Joyce faced a formal leadership challenge with a possible showdown next Monday after a Nationals MP announced he would move a resolution ousting Mr Joyce as party leader.
The warning from Andrew Broad, member for the Victorian seat of Mallee, is the first public sign of a move against Joyce since his affair with a staffer was revealed.
Earlier today speaking from Washington, Prime Minister Malcolm Turnbull dodged questions about whether he wanted Joyce to remain as the Nationals leader.
"Barnaby Joyce is the leader of the National Party of Australia. As leader of the National Party of Australia in a Coalition government, he is my Deputy Prime Minister," Turnbull said.
"The leadership of the National Party is a matter for the National Party and I've been at great pains to stress that I have not, nor has my party, sought to influence in any way the deliberations of the National Party, any more than I'd expect the National Party to seek to influence deliberations of the Liberal Party."
Turnbull was accused of making "a shocking error of judgment" with Joyce, who has four daughters and back by calling the prime minister "inept".
Colleagues of Joyce were reportedly growing increasingly frustrated with his handling of the scandal.
Yesterday, the Nationals confirmed a formal sexual harassment complaint had been made against Joyce.
"The Federal Party can confirm a formal complaint has been received," Nationals federal director Ben Hindmarsh said in a statement. "All complaints are taken seriously and treated with strict confidentiality and given due process."
Nationals MP Michael McCormack has been tipped as the next Nationals leader.

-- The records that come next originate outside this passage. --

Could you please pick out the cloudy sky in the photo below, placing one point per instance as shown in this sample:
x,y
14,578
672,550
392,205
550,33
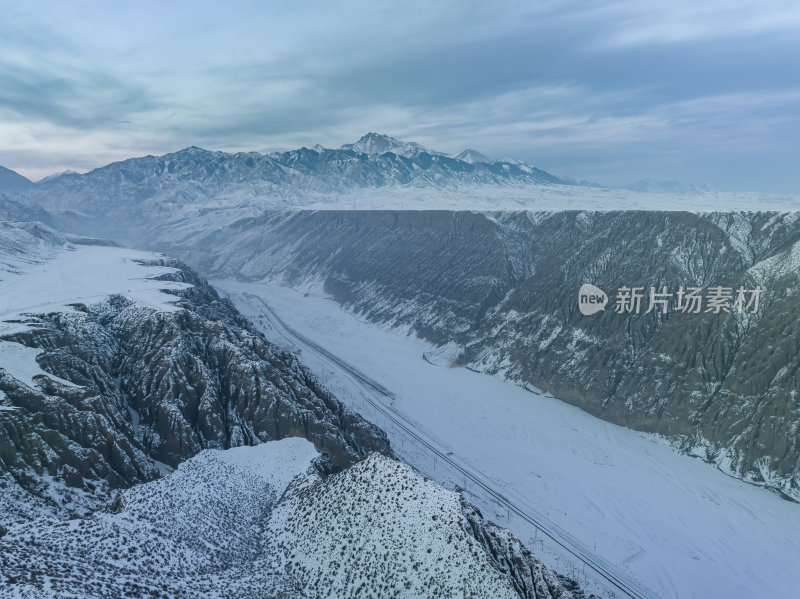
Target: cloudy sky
x,y
612,91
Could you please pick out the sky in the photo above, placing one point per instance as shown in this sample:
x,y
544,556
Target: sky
x,y
611,92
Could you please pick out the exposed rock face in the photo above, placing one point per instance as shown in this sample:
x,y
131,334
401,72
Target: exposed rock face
x,y
151,389
504,287
259,523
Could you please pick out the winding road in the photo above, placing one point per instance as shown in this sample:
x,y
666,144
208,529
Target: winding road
x,y
618,584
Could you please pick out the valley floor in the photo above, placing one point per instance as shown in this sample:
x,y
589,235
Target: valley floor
x,y
672,524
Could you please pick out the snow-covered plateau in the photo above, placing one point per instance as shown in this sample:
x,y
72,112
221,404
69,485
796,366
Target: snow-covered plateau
x,y
154,444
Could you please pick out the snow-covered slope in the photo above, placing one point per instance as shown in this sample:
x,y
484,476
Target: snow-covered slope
x,y
117,365
675,524
260,522
472,156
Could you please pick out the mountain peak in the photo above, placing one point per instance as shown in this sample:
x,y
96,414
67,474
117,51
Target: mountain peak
x,y
374,144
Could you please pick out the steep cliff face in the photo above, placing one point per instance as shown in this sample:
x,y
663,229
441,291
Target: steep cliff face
x,y
504,288
260,523
129,391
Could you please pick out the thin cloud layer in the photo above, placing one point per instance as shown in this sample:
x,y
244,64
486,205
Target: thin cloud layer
x,y
610,92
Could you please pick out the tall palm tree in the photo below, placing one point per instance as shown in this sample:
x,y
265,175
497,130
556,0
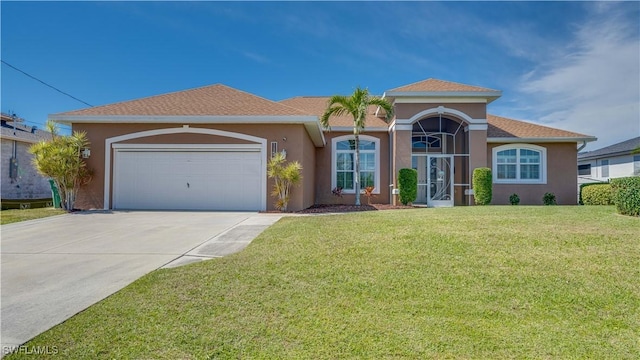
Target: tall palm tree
x,y
357,105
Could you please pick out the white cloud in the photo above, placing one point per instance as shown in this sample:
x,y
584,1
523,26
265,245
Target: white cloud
x,y
594,87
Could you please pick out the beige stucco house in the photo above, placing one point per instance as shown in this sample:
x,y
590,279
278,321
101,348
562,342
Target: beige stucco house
x,y
207,148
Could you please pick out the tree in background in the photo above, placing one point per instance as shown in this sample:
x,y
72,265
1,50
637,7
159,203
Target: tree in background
x,y
61,160
356,105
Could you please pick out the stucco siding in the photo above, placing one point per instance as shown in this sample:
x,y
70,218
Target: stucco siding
x,y
562,179
92,195
324,168
406,111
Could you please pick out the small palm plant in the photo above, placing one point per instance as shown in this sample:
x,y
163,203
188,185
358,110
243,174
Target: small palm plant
x,y
285,176
61,160
356,105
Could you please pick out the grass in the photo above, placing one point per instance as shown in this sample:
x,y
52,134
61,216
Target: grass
x,y
469,282
15,215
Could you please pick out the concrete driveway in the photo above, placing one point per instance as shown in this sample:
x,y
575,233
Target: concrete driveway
x,y
55,267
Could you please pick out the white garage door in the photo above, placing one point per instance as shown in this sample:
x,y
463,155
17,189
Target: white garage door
x,y
187,179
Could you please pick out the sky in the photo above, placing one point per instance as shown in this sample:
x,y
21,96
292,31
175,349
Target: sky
x,y
569,65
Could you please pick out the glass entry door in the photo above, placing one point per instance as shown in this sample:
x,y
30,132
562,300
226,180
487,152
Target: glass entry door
x,y
435,179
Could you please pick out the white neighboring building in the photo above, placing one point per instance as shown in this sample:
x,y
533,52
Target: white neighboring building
x,y
614,161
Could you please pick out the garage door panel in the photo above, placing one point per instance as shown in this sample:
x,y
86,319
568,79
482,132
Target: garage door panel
x,y
189,180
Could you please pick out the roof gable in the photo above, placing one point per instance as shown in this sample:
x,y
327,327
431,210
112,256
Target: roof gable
x,y
213,100
621,148
435,85
504,128
316,105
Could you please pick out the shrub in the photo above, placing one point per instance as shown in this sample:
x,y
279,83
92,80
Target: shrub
x,y
549,199
626,195
583,186
408,184
368,192
482,186
597,194
284,178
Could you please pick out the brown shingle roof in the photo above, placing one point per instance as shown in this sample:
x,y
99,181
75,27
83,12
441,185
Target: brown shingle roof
x,y
316,105
213,100
435,85
501,127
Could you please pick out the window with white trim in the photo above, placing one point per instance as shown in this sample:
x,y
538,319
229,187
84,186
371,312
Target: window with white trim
x,y
343,163
604,165
584,170
520,163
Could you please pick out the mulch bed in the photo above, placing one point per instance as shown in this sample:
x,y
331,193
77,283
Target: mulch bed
x,y
331,208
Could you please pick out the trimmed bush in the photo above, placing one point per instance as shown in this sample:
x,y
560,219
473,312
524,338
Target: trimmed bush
x,y
482,186
597,194
408,185
626,195
584,186
549,199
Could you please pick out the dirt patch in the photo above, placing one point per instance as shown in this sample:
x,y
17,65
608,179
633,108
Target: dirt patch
x,y
341,208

While Broad's comments yesterday marked the first time a Nationals MP has publicly turned on Joyce, the National Party in Western Australia earlier this week effectively told him to resign.
In a statement, Mia Davies, the leader of the Nationals in WA, said she had contacted Joyce to tell him he was causing "ongoing damage" to the party and his position as Federal Leader was "no longer tenable".
"Mr Joyce's actions have caused pain for his family but it is the ongoing damage he is causing The Nationals organisation that is of greatest concern to me as WA Leader," Davies said.
"The Nationals brand across Western Australia has suffered as a result of Mr Joyce's actions and he has become a distraction at both a federal and state level.
"My parliamentary colleagues and I have urged Mr Joyce to consider his position as leader in the best interests of the federal party and state branches.
"It is the view of the Parliamentary National Party of Western Australia that Joyce's position as a Federal Leader is no longer tenable."
It all comes as the Deputy PM and Campion said they feared their baby son would be viewed "somehow less worthy than other children", in an interview with Fairfax Media.
The couple claimed they had been "forced out" of their rent-free townhouse in Armidale due to media intrusion as they appealed to politicians and members of the public to give them privacy.
"It's time to move on," the Nationals Leader told Fairfax Media.